Keywords

1 Introduction

Without setting up reference stations, Precise Point Positioning (PPP) technology can achieve real-time decimeter-level positioning by using a single GNSS high-precision receiver. It has been widely used in marine engineering construction and maintenance such as offshore oil exploration, seabed mapping and offshore optical cable laying, as well as precision agriculture [1, 2].

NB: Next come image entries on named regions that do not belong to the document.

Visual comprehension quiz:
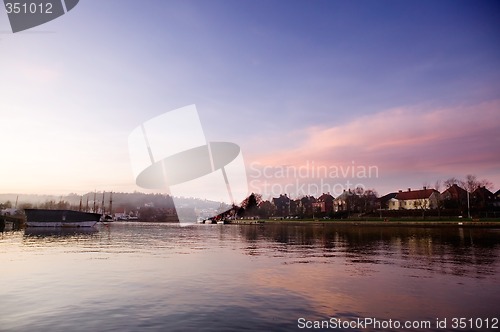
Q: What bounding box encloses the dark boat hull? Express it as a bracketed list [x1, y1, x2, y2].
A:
[24, 209, 101, 227]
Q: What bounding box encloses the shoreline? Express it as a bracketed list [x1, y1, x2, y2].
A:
[230, 219, 500, 228]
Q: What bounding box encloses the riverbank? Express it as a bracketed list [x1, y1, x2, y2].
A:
[231, 219, 500, 228]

However, PPP technology needs the support of precise differential correction information. In essence, PPP service system is a generalized wide area differential precision positioning system based on carrier phase. And the corresponding terminal positioning technology is called PPP technology. The wide area differential precision positioning system accurately determines GNSS satellite orbit corrections and satellite clock difference corrections based on carrier phase observations. And the corrections are predicted at centimeter level in real time. Then the corrections are transmitted to high-precision users globally through communication satellites or the Internet. And the Real Time dynamic PPP (RT-PPP) can be achieved at 20–30 cm (1 σ) level [3,4,5,6,7]. The static PPP can be carried out better than centimeter level by using post precision ephemeris. Owing to the vector separation of satellite ephemeris error, satellite clock error and ionosphere delay error by wide area differential precision positioning system, the performance of PPP is no longer affected by distance factors. At present, the commercial system based on RT-PPP technology includes Starfire system of NavCom company [8], OmniSTAR system and Seastar system of Fugro company [9] and RTX service of Trimble company [10]. The international IGS organization also provides precise orbit and precise clock difference information used for RT-PPP technology for global users free of charge. And these information are transmitted through the Internet based on RTCM SSR protocol [11, 12]. At the end of July 2020, BDS-3 was put into operation. The B2b signals of GEO satellite are used for broadcasting the precision orbit correction, precise clock difference correction and other correction parameters of BDS-3 and other GNSS in real time. The PPP service can be realized with dynamic decimeter level and static centimeter level at China and surrounding areas [13].

This paper aims to evaluate the performance of BDS-3 PPP-B2b service. Firstly, the area of PPP-B2b service is analyzed based on the threshold of DOP value, and the concerned problems are also pointed out in use, such as the matching problem between correction parameters. Then, the evaluation is conducted for three types of correction parameters broadcasted by PPP-B2b, including satellite orbit correction, satellite clock difference correction and DCB correction. Finally, the dynamic and static performance of PPP service is also evaluated.

2 PPP Service Area

The correction information for PPP service is broadcasted through B2b signals of three GEO satellites. The area of PPP service is not completely consistent with the coverage of PPP-B2b signal. The main reason is that the correction information is calculated based on the regional tracking station network, and only the correction parameters of satellite arc segments can be obtained. As below, the area is analyzed based on the threshold of DOP value for PPP service.

2.1 Service Area

At present, the correction parameters of BDS-3 and GPS satellites are broadcasted by PPP-B2b signal. The DOP values of grid point will be calculated by using the broadcast ephemeris and PPP-B2b correction information. And the satellite, which correction parameters match with its broadcast ephemeris, is only used for calculating the DOP value. In this paper, the DOP values of grid point with 5° × 5° at the regions (70 °N–30 °S, 30 °E–180 °E) are calculated for one week from March 2 to 8, 2021. And the sampling interval is 30 s. Taking HDOP < 10 and VDOP < 10 as threshold conditions, the areas of PPP-B2b service are evaluated for BDS-3 and combined BDS-3/GPS. See Fig. 1 and 2 for details.

Fig. 1.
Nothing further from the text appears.